Une façon d’être au monde…
Par Noëlle Bernard, ancienne factrice à Vélo-Cité, médecin à l’Hôpital Saint-André et co-pilote du groupe Développement Durable du CHU de Bordeaux
Un beau jour, il y a déjà trente ans, j’avais réalisé que j’avais parcouru plus de 40 000 kilomètres, soit le tour de la Terre ! Par pudeur, depuis, j’ai cessé de calculer.
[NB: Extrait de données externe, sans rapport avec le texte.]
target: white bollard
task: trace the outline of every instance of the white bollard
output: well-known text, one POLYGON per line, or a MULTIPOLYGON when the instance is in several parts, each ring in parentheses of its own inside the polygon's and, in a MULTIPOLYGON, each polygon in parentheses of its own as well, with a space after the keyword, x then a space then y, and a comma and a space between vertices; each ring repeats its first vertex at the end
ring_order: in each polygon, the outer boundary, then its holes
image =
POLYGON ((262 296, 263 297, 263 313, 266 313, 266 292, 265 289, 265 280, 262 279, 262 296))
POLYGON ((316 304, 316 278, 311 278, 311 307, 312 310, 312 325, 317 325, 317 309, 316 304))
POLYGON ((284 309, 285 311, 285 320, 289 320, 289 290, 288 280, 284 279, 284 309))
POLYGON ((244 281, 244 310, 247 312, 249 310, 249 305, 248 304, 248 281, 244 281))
Ma fille m’avait alors fait remarquer que malgré ce grand trajet, j’étais « toujours au même endroit » : eh bien non, ma fille, car rouler à vélo est un acte militant d’une puissance symbolique incroyable, bien au-delà du simple coup de pédale ! Rouler à vélo est une façon d’être au monde, c’est… Ne dépendre de personne, être libre de s’arrêter pour regarder et s’étonner encore de la lumière de chaque jour, sentir les premières odeurs du printemps, ne pas polluer, ni en particules fines, ni en décibels, être économe, aller moins vite, vivre des instants étonnants comme un sourire échangé avec un ou une inconnu.e avoir une activité physique au quotidien et prévenir son risque cardio-vasculaire, etc. ou profiter d’instants pour méditer…
« Cela fait soixante ans que j’aime cet engin. Depuis toujours donc, cet outil est dans ma vie – au quotidien. »
Aujourd’hui, où notre Terre se fâche et hurle son besoin d’être respectée, je mesure la portée de cet acte du quotidien. Je l’avoue, j’ai peur et m’interroge : qu’attendons-nous de plus – quel cataclysme plus grand encore – pour apprendre à vivre autrement, plus sobrement ? Alors, sur mon VCub, seule dans les matins de Bordeaux pour rejoindre l’unité COVID dont j’ai la charge, je savoure les instants d’une ville offerte au silence et prie pour que nous devenions tous — très vite — cyclistes dans l’âme.